# Best place for car parking when visiting Cinque Terre



## mark&mel (Mar 21, 2012)

We'll be staying near Pontremoli and driving around the area but have heard the villages are best seen via rail. If we drive down to the coast, where should we park and how much would it cost for the day?


----------



## Sara (Mar 23, 2012)

Hello Mark&Mel,

As you’ve heard, the villages of the Cinque Terre are indeed better visited by train rather than by car. There is very limited parking at each and the roads are narrow and steep. So my recommendation would be to head to La Spezia and leave your car in the parking lot near the rail station (you should find free spots but check in case you end up on a paid area) and from here take the train to either Monterosso (most northern town) or Riomaggiore (the first town you reach). Connections to the Cinque Terre are short and run throughout the day. You can check theTrain Schedules ahead of time to better plan your day.

Since you will have a car, you can also make your way down to the coast to Massa and down to Viareggio, where you can enjoy both the sea and beaches as well as shopping, nightlife, pubs and discos, especially in Viareggio, Pietrasanta and Forte dei Marmi which become during the summer a really fashionable destination for Italian families and young people.

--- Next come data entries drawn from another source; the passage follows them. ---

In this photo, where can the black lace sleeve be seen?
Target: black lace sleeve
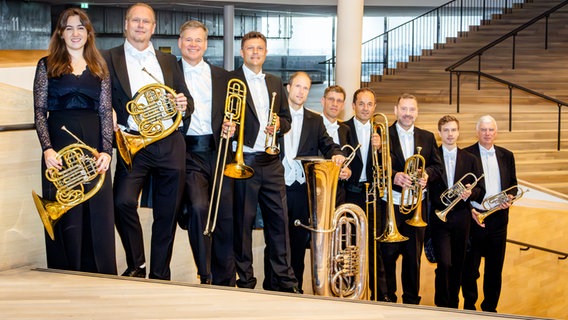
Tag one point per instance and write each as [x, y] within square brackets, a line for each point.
[40, 105]
[105, 114]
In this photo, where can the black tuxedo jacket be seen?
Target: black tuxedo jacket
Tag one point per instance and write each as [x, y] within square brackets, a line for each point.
[422, 138]
[507, 174]
[465, 163]
[219, 80]
[252, 124]
[314, 138]
[356, 165]
[121, 91]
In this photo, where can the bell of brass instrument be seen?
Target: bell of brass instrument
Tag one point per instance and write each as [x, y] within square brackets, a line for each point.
[235, 104]
[382, 184]
[270, 146]
[149, 108]
[451, 197]
[79, 168]
[411, 198]
[338, 236]
[493, 203]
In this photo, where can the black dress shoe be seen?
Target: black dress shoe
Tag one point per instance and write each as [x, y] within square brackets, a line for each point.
[293, 289]
[135, 272]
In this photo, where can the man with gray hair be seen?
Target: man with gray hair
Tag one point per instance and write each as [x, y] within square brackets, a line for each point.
[489, 238]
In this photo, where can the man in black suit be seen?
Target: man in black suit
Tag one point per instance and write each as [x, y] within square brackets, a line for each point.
[405, 138]
[164, 159]
[449, 237]
[333, 103]
[488, 239]
[266, 187]
[307, 137]
[363, 133]
[213, 253]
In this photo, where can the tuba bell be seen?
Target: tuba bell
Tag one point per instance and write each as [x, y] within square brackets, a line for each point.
[338, 236]
[79, 169]
[451, 197]
[149, 108]
[493, 203]
[411, 198]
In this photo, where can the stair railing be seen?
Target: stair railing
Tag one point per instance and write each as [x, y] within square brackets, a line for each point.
[404, 43]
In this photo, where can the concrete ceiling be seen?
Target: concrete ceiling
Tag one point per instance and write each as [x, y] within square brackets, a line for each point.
[299, 7]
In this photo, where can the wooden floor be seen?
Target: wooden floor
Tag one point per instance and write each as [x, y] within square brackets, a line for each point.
[50, 294]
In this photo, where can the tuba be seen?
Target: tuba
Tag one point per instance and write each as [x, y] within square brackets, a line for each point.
[235, 105]
[382, 183]
[493, 203]
[451, 197]
[149, 108]
[79, 169]
[338, 236]
[411, 198]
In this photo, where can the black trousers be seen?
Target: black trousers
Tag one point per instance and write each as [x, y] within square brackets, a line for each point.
[449, 240]
[213, 254]
[297, 200]
[165, 161]
[267, 189]
[489, 242]
[357, 195]
[411, 252]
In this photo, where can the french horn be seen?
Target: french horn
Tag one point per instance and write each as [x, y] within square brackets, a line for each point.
[79, 169]
[338, 236]
[151, 106]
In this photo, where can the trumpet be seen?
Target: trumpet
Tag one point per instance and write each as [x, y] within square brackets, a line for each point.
[235, 103]
[150, 106]
[451, 196]
[493, 203]
[79, 169]
[270, 144]
[411, 197]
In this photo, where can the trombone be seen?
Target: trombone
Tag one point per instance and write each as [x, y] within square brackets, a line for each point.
[411, 197]
[235, 104]
[493, 203]
[270, 143]
[451, 196]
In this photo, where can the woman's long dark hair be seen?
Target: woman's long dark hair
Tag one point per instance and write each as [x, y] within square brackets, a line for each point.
[59, 60]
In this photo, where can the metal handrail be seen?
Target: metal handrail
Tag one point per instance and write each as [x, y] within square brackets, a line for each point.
[526, 246]
[512, 86]
[407, 41]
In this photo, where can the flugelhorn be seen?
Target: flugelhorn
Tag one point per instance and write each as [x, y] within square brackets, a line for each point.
[452, 196]
[270, 143]
[235, 105]
[149, 108]
[78, 169]
[338, 236]
[493, 203]
[411, 197]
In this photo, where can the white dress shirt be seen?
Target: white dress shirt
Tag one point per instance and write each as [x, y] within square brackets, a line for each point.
[199, 83]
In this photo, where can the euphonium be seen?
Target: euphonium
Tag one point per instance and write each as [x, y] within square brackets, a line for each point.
[79, 169]
[411, 198]
[451, 197]
[493, 203]
[338, 238]
[270, 143]
[382, 184]
[150, 106]
[235, 104]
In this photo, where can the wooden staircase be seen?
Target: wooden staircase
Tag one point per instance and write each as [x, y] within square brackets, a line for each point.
[533, 137]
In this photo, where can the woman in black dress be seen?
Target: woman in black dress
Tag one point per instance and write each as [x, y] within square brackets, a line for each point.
[72, 89]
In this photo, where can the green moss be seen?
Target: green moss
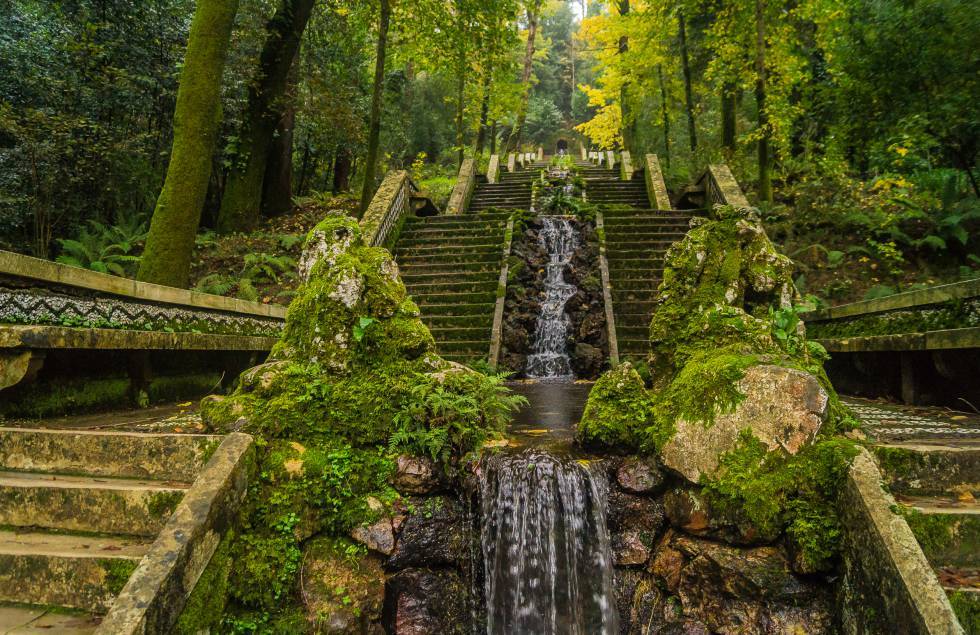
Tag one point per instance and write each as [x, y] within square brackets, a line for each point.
[203, 610]
[72, 397]
[618, 411]
[117, 572]
[966, 605]
[162, 504]
[354, 382]
[947, 315]
[780, 492]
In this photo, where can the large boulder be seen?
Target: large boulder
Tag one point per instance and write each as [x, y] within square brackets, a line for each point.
[435, 534]
[341, 593]
[783, 407]
[425, 602]
[738, 590]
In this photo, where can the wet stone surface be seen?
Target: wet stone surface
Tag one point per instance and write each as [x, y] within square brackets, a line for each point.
[892, 422]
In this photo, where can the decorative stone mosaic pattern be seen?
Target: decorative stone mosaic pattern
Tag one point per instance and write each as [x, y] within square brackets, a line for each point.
[39, 306]
[894, 422]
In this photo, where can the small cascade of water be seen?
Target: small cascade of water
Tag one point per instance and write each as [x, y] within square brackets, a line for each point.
[546, 551]
[550, 359]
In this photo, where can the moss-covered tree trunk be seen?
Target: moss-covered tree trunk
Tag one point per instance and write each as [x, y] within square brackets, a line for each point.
[374, 128]
[688, 96]
[664, 114]
[266, 104]
[728, 119]
[167, 257]
[277, 186]
[514, 143]
[765, 174]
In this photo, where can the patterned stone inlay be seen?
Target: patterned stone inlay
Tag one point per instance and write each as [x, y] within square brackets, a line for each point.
[42, 307]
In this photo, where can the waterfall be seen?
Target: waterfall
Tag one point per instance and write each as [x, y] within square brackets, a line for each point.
[546, 553]
[550, 360]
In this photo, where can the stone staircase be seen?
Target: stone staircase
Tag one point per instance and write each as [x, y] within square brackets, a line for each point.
[78, 510]
[451, 268]
[610, 190]
[937, 480]
[513, 191]
[636, 241]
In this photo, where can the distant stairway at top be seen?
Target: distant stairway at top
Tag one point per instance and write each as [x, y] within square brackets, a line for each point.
[451, 266]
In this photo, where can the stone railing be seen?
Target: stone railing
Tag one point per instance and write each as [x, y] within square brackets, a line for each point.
[625, 166]
[463, 190]
[887, 584]
[721, 188]
[493, 169]
[656, 187]
[388, 209]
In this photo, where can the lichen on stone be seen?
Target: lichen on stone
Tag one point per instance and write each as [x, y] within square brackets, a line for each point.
[724, 312]
[353, 383]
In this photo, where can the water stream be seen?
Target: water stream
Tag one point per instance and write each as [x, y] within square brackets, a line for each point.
[549, 358]
[546, 551]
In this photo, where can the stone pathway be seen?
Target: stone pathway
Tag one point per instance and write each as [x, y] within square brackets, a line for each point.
[20, 620]
[883, 421]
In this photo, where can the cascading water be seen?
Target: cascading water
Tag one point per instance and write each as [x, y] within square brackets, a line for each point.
[546, 551]
[550, 358]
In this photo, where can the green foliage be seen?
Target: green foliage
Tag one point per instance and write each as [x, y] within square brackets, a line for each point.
[105, 248]
[779, 492]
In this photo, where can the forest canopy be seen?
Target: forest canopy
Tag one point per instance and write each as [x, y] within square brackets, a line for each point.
[841, 118]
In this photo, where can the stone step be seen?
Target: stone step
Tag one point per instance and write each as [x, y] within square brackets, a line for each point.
[948, 529]
[80, 572]
[450, 219]
[85, 503]
[488, 266]
[461, 334]
[475, 347]
[634, 308]
[430, 288]
[412, 279]
[447, 249]
[455, 309]
[929, 469]
[441, 322]
[166, 457]
[24, 620]
[424, 301]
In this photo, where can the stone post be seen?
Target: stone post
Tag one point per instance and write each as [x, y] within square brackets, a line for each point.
[463, 189]
[656, 188]
[493, 170]
[625, 166]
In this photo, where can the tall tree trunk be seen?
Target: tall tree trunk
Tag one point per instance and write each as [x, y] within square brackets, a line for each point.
[481, 135]
[765, 174]
[728, 131]
[665, 114]
[374, 128]
[169, 246]
[514, 143]
[689, 100]
[628, 118]
[243, 194]
[460, 109]
[342, 166]
[277, 186]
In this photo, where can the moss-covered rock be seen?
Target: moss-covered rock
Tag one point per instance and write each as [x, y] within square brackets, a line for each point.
[738, 400]
[353, 383]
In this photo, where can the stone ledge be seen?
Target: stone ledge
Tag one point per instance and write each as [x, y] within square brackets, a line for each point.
[929, 341]
[58, 337]
[18, 266]
[887, 580]
[157, 591]
[921, 297]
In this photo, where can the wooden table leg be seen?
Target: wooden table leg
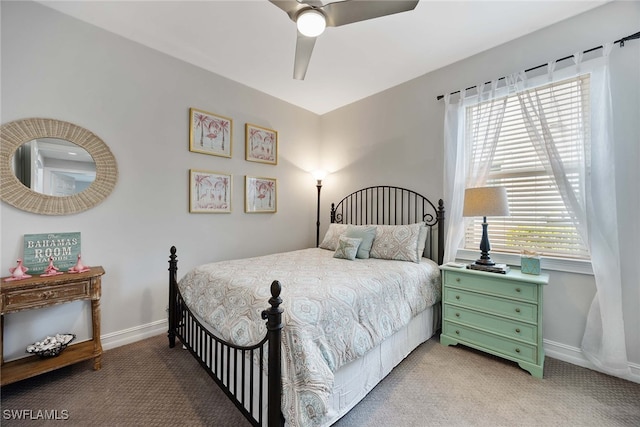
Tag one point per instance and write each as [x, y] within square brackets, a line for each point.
[97, 345]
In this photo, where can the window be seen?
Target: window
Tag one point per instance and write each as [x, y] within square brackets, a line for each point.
[539, 219]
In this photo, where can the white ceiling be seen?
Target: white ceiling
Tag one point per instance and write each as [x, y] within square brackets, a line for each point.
[253, 42]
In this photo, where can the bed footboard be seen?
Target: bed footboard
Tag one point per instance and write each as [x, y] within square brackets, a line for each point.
[238, 370]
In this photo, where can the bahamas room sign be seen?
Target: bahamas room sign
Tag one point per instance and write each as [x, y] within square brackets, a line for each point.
[63, 248]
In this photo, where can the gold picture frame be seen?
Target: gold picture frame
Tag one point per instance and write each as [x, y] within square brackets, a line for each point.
[209, 192]
[261, 144]
[210, 133]
[261, 194]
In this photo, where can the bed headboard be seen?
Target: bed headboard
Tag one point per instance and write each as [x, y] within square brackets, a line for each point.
[393, 206]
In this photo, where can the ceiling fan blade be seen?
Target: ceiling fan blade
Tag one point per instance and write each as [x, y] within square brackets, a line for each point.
[347, 12]
[291, 7]
[304, 48]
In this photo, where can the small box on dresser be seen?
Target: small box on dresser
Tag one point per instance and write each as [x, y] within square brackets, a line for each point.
[500, 314]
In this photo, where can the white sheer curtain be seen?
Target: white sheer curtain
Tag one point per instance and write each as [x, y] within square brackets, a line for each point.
[468, 165]
[592, 205]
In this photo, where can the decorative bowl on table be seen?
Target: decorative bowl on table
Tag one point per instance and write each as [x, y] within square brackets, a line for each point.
[51, 346]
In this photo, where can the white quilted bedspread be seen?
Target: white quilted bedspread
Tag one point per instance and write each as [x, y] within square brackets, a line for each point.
[335, 310]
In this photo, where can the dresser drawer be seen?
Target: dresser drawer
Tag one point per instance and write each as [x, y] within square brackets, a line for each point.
[488, 341]
[510, 328]
[490, 304]
[46, 295]
[496, 286]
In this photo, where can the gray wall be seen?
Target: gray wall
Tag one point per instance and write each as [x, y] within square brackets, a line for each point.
[397, 136]
[137, 101]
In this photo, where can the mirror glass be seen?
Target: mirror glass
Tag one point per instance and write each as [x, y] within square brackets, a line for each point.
[54, 167]
[37, 173]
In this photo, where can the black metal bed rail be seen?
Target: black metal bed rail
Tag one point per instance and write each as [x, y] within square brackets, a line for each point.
[236, 369]
[390, 205]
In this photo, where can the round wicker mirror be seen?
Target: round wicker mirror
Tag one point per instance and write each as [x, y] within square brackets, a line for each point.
[12, 191]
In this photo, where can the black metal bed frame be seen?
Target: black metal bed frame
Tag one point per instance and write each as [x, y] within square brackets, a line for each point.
[235, 368]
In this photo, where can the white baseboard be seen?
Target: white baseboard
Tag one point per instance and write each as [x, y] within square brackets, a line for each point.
[574, 356]
[131, 335]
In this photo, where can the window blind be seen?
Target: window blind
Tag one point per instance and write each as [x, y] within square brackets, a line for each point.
[539, 219]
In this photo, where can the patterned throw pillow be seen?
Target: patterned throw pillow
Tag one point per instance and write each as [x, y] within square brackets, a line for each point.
[347, 248]
[365, 232]
[334, 232]
[397, 242]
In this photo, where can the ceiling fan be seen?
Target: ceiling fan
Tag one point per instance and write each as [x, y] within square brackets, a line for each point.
[312, 16]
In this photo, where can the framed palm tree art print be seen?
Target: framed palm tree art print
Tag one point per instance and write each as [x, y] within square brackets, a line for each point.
[210, 133]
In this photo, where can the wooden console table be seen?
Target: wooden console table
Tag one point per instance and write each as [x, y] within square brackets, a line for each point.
[38, 292]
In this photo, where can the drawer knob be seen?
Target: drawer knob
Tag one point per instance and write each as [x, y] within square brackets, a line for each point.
[48, 294]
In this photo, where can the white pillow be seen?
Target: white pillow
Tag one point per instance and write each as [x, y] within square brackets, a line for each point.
[332, 235]
[347, 247]
[397, 242]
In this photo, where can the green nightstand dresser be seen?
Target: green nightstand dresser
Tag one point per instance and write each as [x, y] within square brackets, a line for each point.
[497, 313]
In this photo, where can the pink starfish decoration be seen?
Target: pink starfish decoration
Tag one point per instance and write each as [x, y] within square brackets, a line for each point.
[18, 272]
[79, 267]
[51, 269]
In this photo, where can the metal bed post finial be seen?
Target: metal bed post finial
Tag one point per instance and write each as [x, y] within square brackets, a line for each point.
[273, 316]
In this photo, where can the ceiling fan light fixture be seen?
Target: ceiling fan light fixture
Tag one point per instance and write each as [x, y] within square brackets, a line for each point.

If you are seeking beautiful sea and you like rocks I definitely advice you to head to Livorno, which in addition to be a characteristic harbor town offers also beautiful landscapes and high rocks from which you can improvise sky diving, if you can ! 
Here you can park along the street, and walk down to the coast through natural paths which try out your deftness but show you gorgeous sights overlooking the blue water of the Tyrrhenian sea.
Especially advised is the sea at Calafuria, Livorno.


----------



## Lourdes (Mar 23, 2012)

Agree with Sara and say that the best place to park and catch the train is in La Spezia and parking should not be a problem, either in the parking lot or on the street.

If the day is very nice, I also recommend trying the ferry - catch it at La Spezia to both Portovenere and to the Cinque Terre - you can see the schedules here and then take the train back to La Spezia at the end of your day. You'll experience a beautiful view of the towns and Portovenere is also really pretty.

We love Pontremoli as well, make sure to visit the museum at the castle there.... also visit the smaller museum at the castle in Aulla, both take you back in time!


----------



## CiaoLunigiana (Apr 7, 2012)

Instead of driving to La Spezia, pick up the Parma-Genoa train in Pontremoli. They stop in La Spezia, where you can pick up a train to the Cinque Terre. Some of them also stop in Riomaggiore, which means you can avoid the crowds in La Spezia.


----------



## English (Apr 10, 2012)

Tuscany is a very beautiful and magic place with lots of sightseeing and views, for me the most wonderful places are fields with  poppies - my favorite flowers!


----------